Parallel collector: The JVM default collector, which has the greatest advantage of using multiple threads to scan and compress the heap. The serial collector will stop all other worker threads stop-the-world during GC. The CPU utilization is the highest, so it is suitable for applications requiring high throughput. However, the pause time is relatively long, so it is not suitable for Web applications. This means that users will have to wait longer. The parallel collector can be understood as multi-threaded serial collection. Based on the serial collection, the multi-threaded GC is used to make up for the deficiency of serial collection and can greatly shorten the pause time. Therefore, for areas with small space (such as young generation), the parallel collector has a very short pause time and high recovery efficiency. Suitable for high frequency execution.
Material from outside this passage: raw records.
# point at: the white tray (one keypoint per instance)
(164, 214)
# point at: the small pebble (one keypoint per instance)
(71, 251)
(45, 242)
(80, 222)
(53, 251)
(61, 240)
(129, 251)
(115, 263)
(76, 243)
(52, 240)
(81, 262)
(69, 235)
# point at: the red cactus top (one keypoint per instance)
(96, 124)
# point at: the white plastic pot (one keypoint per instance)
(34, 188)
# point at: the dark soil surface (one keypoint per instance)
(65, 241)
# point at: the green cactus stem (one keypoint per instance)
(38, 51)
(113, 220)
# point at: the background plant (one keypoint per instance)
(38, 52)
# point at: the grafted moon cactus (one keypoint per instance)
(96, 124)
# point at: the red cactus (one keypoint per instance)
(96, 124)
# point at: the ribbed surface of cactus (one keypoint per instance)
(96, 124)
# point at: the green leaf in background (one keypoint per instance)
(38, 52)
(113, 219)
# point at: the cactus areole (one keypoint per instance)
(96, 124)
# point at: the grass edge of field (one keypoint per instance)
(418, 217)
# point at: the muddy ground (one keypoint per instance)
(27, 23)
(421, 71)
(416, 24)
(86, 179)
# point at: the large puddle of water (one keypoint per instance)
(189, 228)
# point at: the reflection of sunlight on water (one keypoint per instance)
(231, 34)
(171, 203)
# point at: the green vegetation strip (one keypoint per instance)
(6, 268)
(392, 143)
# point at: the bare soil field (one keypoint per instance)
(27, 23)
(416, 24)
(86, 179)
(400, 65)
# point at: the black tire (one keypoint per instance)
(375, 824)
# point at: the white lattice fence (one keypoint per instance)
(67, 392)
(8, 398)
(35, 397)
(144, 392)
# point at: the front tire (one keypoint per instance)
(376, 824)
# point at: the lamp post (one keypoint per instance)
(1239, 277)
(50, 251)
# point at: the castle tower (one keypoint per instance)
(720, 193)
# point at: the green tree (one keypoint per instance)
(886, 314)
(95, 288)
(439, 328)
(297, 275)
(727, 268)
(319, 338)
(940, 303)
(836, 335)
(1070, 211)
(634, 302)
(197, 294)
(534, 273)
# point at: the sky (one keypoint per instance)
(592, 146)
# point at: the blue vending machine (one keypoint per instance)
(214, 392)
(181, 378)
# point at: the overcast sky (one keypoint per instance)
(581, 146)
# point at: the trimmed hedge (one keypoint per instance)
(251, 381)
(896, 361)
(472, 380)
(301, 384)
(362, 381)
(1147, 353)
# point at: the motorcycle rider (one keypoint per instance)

3. CMS collector: based on the “mark-clean” algorithm, it uses multi-threaded algorithm to scan the old generation heap (mark) and recycle (clear) the objects to be recovered. It is easy to generate a large amount of memory fragmentation so that large objects cannot be created and then have to trigger full GC in advance. The CPU usage is too high, and floating garbage is easily generated after marking, which can only be saved for the next GC

G1 collector: THE G1 collector is based on the mark-tidy algorithm, that is, it does not generate space debris. G1 is a server-side garbage collector with large memory for multiple processors. Its goal is to achieve high throughput while meeting garbage collection pause times as much as possible. It can control pauses very precisely, allowing the user to explicitly specify that no more than N milliseconds should be spent in garbage collection within a time segment of M milliseconds, which has some of the characteristics of the real-time Java (RTSJ) garbage collector. Garbage collector

The finalize() method works like this: Once the garbage collector is ready to release the storage space occupied by the object, the Finalize () method of the object will be called first and only once (through the code system.gc ()), and the memory occupied by the object will be reclaimed only when the next garbage collection action occurs. So if we override Finalize (), we can do some important cleanup at garbage collection time or save the object for once (just reassociate the object with any object in the reference chain in Finalize ()). The Finalize () method is used to free up memory space allocated ina special way because we may call non-Java code in Java to allocate memory, such as NDK in Android development. Then, when we call malloc() in C to allocate storage space, we can only use the free() function to free the memory, so we need to call it in the local method of finalize() function.

Object memory state && reference form and collection timing

Java object memory state transition diagram

How do I determine if a Java object needs to be reclaimed? GC determination method

1, reference counting, reference counting method records the number of references held by each object by other objects, is referenced once plus one, reference failure minus one; A reference counter of 0 indicates that the object is no longer available; When an object is reclaimed, the reference count of other objects referenced by the object should be reduced accordingly. It is difficult to solve the problem of cyclic references between objects

2. Reachability analysis algorithm: The path from the GC Root object down is called the reference chain. When an object is no longer connected by any GC Root object reference chain, the object is no longer available. Objects referenced by constants and static variables in the method area, objects referenced by variables in the virtual machine stack, and objects referenced by local method stacks; Circular references are addressed because the GC Root is usually a specially managed set of Pointers that are the starting point for tracing the Tracing GC. They are not objects in the object graph, and objects cannot refer to these “external” Pointers.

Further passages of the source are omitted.